Video Title: 2019 Midyear Outlook: Late Cycle Doesn’t Mean End of Cycle
From Wells Fargo Investment Institute
Has the volatility this year been a surprise to you?
Tracie McMillion, CFA, Head of Global Asset Allocation, Wells Fargo Investment Institute: Since early February, investors have seen more downside in equity prices than in all of 2017. But, this year’s volatility was not a surprise to us. We had been expecting volatility to pick up from last year’s historically low levels, and the good news is that pullbacks can actually be healthy for markets. Higher levels of volatility can signal building risks, particularly late in business cycles. These risks can alter the risk-reward balance in portfolios.
Sameer Samana, CFA, Global Equity & Technical Strategist, Wells Fargo Investment Institute: However, we believe positive feedback loops continue to promote expansion as the rebound in corporate profits and sentiment should prove more durable in promoting broad-based upturns in business spending and continued hiring through the remainder of 2018 and into 2019. To put it succinctly, late cycle doesn’t mean end of cycle—and that difference has investment implications.
Veronica Willis, Investment Strategy Analyst, Wells Fargo Investment Institute: For example, the increased volatility in commodities, oil in particular, was prompted by geopolitical uncertainties in the Middle East, stronger global oil demand, and OPEC’s unusually disciplined production cuts, all of which have pressured oil prices higher.
Additionally, currencies have been more volatile this year—foreign exchange markets price in the divergence between rising U.S. interest rates and the low rates that persist in Europe, Japan, and other developed markets.
Where do you see growth opportunities the remainder of the year?
Tracie McMillion: While the U.S. equity markets got ahead of themselves in January, we think earnings will continue to rise in an environment of steady economic growth and modestly rising inflation and interest rates. That should support higher U.S. equity prices by year end.
[On-screen text: Higher U.S. equity prices]
Sameer Samana: From a global standpoint, we favor U.S. equities over developed and emerging markets.
[On-screen text: Favor U.S. equities over developed and emerging markets; long-term bonds less attractive than shorter term]
Veronica Willis: In fixed income markets, even gradually rising inflation and interest rates make long-term bonds less attractive than short-term instruments.
In comparing bonds across countries and regions, we favor the U.S. over local-currency developed markets for two primary reasons—U.S. yields are more attractive and we anticipate volatility in the currencies market.
[On-screen text: Favor U.S. bonds because: yields more attractive; volatility in currencies market]
Where would you rather not take risk?
Tracie McMillion: We would also be cautious on lower-rated areas of fixed income. At current valuations, we believe that high-yield debt offers limited upside potential and meaningful downside risk.
[On-screen text: Lessen Portfolio Risk: Reduce exposure to high-yield bonds; Increase shorter term high quality corp debt]
To lessen overall portfolio risk, we suggest moving up in credit quality by reducing exposure to high yield bonds and investing in shorter-term high-quality corporate debt.
Sameer Samana: We would also avoid commodity markets, where we still see too much available supply.
[On-screen text: Lessen Portfolio Risk: Avoid commodities markets]
This indicates that investors likely will see price declines as the year progresses.
Veronica Willis: For more information, download our Wells Fargo Investment Institute 2018 Midyear Outlook Report: Late Cycle Doesn’t Mean End of Cycle.
[On-screen text: To learn more download our special report]

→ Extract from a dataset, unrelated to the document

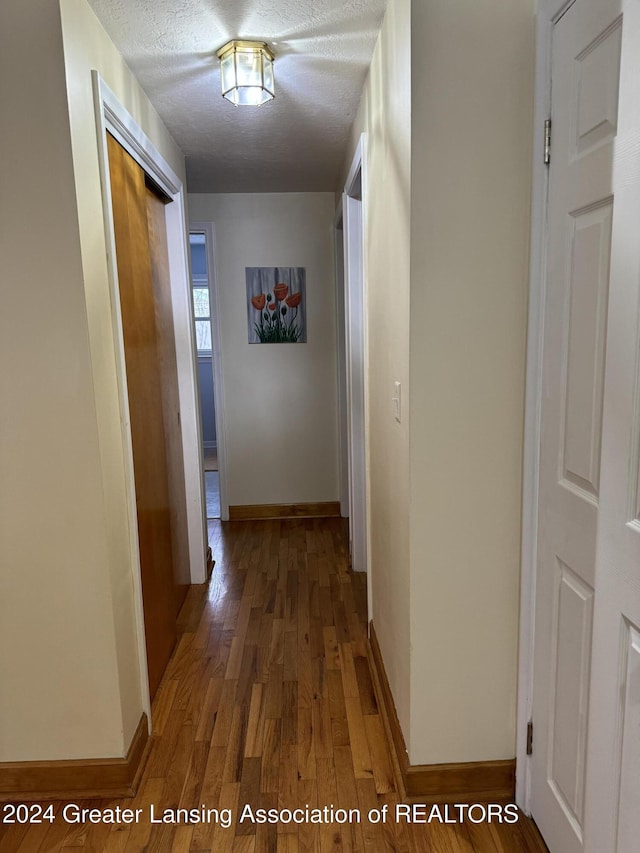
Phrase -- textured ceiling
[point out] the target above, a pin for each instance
(294, 143)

Different investments offer different levels of potential return and market risk. The level of risk associated with a particular investment or asset class generally correlates with the level of return the investment or asset class might achieve. Stock markets, especially foreign markets, are volatile. Stock values may fluctuate in response to general economic and market conditions, the prospects of individual companies, and industry sectors. Foreign investing has additional risks including those associated with currency fluctuation, political and economic instability, and different accounting standards. These risks are heightened in emerging markets. Small- and mid-cap stocks are generally more volatile, subject to greater risks and are less liquid than large company stocks. Bonds are subject to market, interest rate, price, credit/default, liquidity, inflation and other risks. Prices tend to be inversely affected by changes in interest rates. High yield (junk) bonds have lower credit ratings and are subject to greater risk of default and greater principal risk. The commodities markets are considered speculative, carry substantial risks, and have experienced periods of extreme volatility. Investing in a volatile and uncertain commodities market may cause a portfolio to rapidly increase or decrease in value which may result in greater share price volatility. Currency risk is the risk that foreign currencies will decline in value relative to that of the U.S. dollar. Exchange rate movement between the U.S. dollar and foreign currencies may cause the value of a portfolio’s investments to decline.